In 2012, business owner Allen Hurley offered the ACMA a larger space in a building he owned at 626 State Street in Bristol. The organization relocated the Mountain Music Museum to that location, but continued to promote "The Pickin' Porch Show" at the Bristol Mall. The show relocated to a stage inside the museum in 2013.

In October 2017, the ACMA announced plans to move the Mountain Music Museum and "The Pickin' Porch Show" to a new location at 316 Broad Street in Kingsport.

In December 2017, the ACMA announced that Rick Dollar had been hired as executive director of the Mountain Music Museum.

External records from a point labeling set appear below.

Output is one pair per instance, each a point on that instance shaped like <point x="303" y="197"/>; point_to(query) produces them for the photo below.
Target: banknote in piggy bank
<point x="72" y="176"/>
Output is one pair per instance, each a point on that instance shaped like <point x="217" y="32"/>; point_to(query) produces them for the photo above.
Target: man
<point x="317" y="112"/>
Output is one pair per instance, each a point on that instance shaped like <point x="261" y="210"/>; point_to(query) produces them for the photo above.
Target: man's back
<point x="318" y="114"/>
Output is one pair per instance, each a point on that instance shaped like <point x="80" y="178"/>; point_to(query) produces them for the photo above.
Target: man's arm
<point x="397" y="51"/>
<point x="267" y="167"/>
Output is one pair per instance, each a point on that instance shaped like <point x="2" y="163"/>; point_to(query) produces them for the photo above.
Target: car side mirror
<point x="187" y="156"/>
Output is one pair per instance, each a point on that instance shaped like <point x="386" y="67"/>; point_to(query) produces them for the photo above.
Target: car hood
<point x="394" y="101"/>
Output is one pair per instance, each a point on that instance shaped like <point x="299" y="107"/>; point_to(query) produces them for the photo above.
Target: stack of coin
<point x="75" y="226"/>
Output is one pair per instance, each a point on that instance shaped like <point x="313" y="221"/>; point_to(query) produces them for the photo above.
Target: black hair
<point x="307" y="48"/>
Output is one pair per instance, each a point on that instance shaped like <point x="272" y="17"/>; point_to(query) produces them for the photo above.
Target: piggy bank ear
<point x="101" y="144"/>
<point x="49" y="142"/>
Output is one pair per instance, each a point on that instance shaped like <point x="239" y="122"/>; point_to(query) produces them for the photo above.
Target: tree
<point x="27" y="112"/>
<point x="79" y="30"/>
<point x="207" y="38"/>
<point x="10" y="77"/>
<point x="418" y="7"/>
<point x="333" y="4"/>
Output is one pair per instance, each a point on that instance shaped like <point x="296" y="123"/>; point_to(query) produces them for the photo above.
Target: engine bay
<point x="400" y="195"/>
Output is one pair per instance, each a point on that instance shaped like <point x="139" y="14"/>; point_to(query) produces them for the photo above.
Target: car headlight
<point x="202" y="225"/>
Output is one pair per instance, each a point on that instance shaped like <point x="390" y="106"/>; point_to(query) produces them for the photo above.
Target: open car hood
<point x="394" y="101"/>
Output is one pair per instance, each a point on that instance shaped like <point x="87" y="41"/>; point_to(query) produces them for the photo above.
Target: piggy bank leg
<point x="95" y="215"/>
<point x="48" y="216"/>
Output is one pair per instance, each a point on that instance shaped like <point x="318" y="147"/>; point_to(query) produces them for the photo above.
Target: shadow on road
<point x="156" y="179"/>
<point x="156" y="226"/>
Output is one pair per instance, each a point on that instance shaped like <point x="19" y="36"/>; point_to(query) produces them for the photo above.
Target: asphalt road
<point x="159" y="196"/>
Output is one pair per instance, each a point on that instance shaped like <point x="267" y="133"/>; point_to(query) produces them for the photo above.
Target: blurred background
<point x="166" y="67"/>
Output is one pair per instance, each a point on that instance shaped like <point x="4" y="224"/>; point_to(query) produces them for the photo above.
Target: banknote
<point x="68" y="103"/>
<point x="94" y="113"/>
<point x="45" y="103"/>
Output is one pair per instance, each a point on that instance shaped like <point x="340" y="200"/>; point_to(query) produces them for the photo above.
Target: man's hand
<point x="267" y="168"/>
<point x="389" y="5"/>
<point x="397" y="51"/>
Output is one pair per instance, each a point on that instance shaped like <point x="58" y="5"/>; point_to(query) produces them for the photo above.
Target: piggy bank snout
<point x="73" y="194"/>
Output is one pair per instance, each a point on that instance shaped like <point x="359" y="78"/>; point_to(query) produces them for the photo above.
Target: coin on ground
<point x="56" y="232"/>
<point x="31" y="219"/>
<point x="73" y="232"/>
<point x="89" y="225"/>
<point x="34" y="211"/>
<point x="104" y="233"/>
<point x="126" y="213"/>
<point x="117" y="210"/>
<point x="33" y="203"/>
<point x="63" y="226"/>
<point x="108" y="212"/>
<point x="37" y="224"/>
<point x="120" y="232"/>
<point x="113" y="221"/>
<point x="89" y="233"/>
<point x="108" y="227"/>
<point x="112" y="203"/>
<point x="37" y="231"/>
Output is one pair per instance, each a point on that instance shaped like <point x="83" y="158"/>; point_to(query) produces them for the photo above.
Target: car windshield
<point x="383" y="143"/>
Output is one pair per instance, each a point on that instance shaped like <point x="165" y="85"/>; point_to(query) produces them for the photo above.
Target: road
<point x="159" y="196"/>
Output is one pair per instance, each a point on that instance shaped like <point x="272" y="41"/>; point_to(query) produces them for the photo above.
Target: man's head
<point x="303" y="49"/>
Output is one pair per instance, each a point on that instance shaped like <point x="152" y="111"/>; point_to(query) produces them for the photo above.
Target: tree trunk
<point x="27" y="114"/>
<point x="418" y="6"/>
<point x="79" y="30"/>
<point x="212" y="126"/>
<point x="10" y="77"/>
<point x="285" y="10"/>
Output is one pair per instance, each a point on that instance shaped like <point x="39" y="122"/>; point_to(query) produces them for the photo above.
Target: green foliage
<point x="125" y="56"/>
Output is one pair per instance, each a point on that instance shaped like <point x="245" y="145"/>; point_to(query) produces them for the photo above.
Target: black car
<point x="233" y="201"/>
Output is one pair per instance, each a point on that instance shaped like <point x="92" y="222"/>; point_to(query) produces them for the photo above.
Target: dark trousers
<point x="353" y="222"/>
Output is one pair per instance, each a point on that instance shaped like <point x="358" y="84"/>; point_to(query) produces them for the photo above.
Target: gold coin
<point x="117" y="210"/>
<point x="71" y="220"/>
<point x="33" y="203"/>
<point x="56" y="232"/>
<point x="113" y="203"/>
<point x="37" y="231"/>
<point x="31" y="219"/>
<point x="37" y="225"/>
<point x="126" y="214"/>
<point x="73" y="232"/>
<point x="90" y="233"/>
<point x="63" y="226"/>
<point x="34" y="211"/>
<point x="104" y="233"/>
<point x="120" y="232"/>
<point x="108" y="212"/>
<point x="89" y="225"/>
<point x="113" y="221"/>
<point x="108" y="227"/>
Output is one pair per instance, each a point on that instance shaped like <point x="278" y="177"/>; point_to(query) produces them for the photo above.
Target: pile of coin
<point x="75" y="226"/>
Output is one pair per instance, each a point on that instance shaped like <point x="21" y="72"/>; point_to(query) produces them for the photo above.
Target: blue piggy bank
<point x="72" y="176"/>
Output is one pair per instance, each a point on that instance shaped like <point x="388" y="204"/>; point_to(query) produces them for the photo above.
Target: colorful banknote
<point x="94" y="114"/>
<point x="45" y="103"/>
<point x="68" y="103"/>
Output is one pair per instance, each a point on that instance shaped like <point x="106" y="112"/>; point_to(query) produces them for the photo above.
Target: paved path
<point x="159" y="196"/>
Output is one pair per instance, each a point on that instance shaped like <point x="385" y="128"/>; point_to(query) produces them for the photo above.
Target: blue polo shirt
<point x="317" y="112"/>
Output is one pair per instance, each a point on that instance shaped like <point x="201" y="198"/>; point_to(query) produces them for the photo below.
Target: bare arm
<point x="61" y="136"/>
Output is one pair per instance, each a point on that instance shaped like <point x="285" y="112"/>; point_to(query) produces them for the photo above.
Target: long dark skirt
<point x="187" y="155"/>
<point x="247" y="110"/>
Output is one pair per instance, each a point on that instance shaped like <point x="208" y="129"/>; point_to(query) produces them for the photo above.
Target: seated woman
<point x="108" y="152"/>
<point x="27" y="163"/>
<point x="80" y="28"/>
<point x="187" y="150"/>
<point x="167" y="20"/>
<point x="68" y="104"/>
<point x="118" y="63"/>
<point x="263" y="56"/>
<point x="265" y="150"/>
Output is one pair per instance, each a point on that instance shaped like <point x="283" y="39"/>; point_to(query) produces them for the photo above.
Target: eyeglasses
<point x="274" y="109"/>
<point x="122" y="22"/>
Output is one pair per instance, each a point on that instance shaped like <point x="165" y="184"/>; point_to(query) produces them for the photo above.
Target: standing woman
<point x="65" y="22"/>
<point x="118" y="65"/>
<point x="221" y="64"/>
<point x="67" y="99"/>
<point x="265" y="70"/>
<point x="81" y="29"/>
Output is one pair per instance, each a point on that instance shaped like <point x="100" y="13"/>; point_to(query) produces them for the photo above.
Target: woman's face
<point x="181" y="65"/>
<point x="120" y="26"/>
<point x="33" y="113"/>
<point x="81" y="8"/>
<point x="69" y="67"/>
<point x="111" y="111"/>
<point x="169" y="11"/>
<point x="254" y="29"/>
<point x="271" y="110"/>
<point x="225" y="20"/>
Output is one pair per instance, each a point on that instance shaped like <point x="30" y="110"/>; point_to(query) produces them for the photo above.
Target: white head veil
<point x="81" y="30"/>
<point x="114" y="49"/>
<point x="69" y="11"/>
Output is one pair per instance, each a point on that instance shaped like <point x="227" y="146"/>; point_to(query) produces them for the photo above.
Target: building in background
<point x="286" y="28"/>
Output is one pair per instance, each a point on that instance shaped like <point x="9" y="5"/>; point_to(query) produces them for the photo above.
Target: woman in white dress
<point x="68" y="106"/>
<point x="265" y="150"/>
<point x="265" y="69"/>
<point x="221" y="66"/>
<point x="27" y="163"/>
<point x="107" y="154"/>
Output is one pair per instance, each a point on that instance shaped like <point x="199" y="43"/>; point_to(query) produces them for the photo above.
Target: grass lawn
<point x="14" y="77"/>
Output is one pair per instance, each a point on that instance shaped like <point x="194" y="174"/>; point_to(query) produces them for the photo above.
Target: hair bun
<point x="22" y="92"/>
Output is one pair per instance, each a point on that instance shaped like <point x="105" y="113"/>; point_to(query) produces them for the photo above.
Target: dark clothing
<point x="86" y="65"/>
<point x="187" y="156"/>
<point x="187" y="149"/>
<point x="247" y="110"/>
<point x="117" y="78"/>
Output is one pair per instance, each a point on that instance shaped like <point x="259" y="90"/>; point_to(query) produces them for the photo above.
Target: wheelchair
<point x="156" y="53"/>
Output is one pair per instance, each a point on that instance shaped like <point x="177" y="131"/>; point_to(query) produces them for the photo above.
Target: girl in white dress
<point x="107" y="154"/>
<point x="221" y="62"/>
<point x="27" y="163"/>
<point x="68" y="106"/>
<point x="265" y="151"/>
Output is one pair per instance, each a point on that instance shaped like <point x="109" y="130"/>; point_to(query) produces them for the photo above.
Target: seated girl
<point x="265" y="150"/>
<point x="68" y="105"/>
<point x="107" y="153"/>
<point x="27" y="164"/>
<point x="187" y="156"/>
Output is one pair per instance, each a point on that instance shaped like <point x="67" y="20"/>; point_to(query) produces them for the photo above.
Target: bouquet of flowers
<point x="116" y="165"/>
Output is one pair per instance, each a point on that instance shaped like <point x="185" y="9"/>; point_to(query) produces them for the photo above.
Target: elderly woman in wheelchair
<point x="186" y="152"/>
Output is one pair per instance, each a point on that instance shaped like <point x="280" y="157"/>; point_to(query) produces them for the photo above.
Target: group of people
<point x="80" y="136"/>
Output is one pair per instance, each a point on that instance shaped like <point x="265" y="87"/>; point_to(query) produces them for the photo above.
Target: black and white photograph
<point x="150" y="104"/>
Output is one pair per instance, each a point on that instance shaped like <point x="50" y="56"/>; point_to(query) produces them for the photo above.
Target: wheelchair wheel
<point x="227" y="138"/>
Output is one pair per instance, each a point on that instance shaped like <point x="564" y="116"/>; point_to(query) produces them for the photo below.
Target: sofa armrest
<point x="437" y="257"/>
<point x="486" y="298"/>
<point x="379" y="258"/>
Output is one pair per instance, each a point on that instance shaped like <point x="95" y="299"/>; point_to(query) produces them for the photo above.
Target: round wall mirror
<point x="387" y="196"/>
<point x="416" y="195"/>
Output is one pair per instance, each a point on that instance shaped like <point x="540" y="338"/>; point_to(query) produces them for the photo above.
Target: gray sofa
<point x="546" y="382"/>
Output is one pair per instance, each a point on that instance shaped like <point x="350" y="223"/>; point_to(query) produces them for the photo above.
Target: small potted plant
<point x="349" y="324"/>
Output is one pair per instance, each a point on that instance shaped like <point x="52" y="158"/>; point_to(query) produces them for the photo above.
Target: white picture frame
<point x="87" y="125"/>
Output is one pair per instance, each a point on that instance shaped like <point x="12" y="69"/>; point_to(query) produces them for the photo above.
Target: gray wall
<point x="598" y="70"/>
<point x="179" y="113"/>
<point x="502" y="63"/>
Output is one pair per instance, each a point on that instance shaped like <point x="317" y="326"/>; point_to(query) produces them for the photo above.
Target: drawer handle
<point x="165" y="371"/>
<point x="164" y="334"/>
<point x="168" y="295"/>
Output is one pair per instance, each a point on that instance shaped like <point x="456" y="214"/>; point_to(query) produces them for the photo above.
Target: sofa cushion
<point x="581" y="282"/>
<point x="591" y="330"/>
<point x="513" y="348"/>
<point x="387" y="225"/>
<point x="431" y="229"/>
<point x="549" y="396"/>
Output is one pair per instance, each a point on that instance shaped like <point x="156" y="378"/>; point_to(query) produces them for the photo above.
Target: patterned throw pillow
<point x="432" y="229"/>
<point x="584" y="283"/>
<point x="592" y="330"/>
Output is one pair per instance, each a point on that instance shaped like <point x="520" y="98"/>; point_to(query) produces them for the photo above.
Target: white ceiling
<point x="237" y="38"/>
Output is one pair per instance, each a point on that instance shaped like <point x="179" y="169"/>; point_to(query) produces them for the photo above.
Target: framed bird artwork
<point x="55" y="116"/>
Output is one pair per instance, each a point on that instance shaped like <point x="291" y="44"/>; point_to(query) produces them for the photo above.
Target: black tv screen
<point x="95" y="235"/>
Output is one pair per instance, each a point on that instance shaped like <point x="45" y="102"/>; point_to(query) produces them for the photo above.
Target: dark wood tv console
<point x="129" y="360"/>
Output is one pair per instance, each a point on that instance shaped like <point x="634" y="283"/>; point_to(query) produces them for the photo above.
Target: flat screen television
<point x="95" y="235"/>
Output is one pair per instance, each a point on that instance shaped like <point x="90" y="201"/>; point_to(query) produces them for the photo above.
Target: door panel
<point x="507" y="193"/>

On January 27, 2018, a grand reopening celebration was held at the Mountain Music Museum's new location, with live musical performances by Ralph Stanley II & the Clinch Mountain Boys, Tim White & Troublesome Hollow, and Kaitlyn Baker. A new exhibit dedicated to the late bluegrass artist, Dr.
Ralph Stanley, was also unveiled.

In April, 2018, the museum announced that it had acquired a rare fiddle, believed to have been owned by the late country music legend Roy Acuff, for a one-year exhibit beginning May 1. The fiddle had previously attracted national attention, when it was mistakenly donated to a Goodwill store in Kansas City, Missouri. Goodwill returned the fiddle to its owner, Lamar Peek, who later agreed to loan it to the Mountain Music Museum.

The museum closed in 2019 due to unsustainable maintenance costs.